Strandline Resources has executed a long-term mining services agreement with Mine Site Construction Services (MSCS) at the Coburn mineral sands project in Western Australia.
MSCS’s experience in bulk materials handling and mining, including large dozer push operations in mining sands applications, means it is well credentialed to meet Coburn’s mining requirements, the company says.
The terms of the mining contract are in accordance with the mine plan, methodologies, pricing and overall operating cost assumptions contained in the Coburn definitive feasibility study, released in June 2020, which outlined a mine life of 22.5 years at a mining rate of 23.4 Mt/y.
The scope of the mining services agreement includes conventional open-pit dry mining of ore at a rate of 23.4 Mt/y, overburden removal, pit backfill and land recontouring and general mining-related earthworks. The contract mining term is expected to cover the first seven years of production and provides a safe, reliable and efficient mining solution for Coburn, Strandline says.
The mining contract incorporates provisions to maximise environmental and social governance, including implementing strong indigenous engagement, local content and emissions reduction initiatives.
MSCS is now preparing to mobilise to site to conduct mine establishment and pre-strip activities.
Strandline says it remains on track to achieve first production of heavy mineral concentrate in the December quarter of 2022.
Strandline Managing Director, Luke Graham, said the execution of the mining services contract marked another key step in the company’s strategy to become a leading high-margin producer of critical minerals.

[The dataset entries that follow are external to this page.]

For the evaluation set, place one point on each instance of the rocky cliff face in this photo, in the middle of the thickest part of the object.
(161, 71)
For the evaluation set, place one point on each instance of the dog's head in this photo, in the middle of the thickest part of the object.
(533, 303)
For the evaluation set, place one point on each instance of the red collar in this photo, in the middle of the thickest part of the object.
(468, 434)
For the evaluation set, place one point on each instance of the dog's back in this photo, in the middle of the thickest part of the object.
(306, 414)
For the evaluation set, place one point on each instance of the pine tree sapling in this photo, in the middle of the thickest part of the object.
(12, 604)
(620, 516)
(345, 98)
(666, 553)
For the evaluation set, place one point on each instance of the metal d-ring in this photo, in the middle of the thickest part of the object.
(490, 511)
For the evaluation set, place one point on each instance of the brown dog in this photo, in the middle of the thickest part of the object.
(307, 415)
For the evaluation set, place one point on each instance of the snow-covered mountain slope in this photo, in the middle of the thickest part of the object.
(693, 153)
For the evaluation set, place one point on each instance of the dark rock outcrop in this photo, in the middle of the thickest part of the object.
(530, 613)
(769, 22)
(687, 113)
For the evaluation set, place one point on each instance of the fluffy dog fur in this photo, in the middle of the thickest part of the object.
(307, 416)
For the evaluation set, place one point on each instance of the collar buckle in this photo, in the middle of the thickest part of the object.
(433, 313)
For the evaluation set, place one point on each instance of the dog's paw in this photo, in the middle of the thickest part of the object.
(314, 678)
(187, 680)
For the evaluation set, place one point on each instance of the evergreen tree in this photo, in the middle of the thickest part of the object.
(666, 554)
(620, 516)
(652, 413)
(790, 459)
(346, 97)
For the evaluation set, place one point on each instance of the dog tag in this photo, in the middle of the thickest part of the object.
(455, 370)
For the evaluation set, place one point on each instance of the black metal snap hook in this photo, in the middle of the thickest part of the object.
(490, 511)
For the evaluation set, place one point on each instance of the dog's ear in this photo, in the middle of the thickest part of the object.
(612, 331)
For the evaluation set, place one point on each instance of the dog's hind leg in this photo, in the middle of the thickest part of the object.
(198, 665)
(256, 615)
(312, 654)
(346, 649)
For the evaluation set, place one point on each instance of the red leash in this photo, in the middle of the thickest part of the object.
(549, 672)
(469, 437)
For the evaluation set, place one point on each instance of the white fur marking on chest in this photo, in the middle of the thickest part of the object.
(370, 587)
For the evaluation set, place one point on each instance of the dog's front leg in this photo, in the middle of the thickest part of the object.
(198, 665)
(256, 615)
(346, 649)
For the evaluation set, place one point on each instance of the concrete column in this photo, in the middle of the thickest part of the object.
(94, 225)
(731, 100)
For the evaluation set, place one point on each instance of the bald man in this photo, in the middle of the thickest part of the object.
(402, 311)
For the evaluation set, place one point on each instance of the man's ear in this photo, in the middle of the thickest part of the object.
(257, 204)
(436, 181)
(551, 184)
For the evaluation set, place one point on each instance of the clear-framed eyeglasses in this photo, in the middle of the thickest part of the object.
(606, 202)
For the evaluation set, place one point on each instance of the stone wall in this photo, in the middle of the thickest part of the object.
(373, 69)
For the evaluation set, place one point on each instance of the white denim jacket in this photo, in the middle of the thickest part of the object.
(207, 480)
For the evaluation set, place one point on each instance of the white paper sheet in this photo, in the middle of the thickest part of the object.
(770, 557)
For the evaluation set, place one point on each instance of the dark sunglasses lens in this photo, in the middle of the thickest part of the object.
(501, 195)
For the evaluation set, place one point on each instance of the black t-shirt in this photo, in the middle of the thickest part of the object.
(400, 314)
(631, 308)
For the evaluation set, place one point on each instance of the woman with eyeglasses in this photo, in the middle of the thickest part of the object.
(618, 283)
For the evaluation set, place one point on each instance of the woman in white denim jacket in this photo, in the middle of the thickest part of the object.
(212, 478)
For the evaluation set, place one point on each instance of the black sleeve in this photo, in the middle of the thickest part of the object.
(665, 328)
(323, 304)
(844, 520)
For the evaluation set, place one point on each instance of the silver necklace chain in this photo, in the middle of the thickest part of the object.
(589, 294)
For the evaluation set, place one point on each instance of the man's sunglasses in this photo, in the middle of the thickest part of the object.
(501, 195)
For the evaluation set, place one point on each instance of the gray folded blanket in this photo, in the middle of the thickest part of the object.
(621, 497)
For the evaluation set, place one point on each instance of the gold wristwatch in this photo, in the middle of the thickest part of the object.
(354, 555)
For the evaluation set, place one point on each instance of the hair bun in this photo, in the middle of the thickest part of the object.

“We are delighted to establish this important long-term relationship with MSCS, a highly experienced Western Australia-based mining contractor,” Graham said. “This agreement, when combined with the previously announced operating contracts, including for the supply of electricity, LNG and fuel on site, means Strandline has already locked-in over half of its operating costs in line or better than the assumptions contained in the Coburn definitive feasibility study.”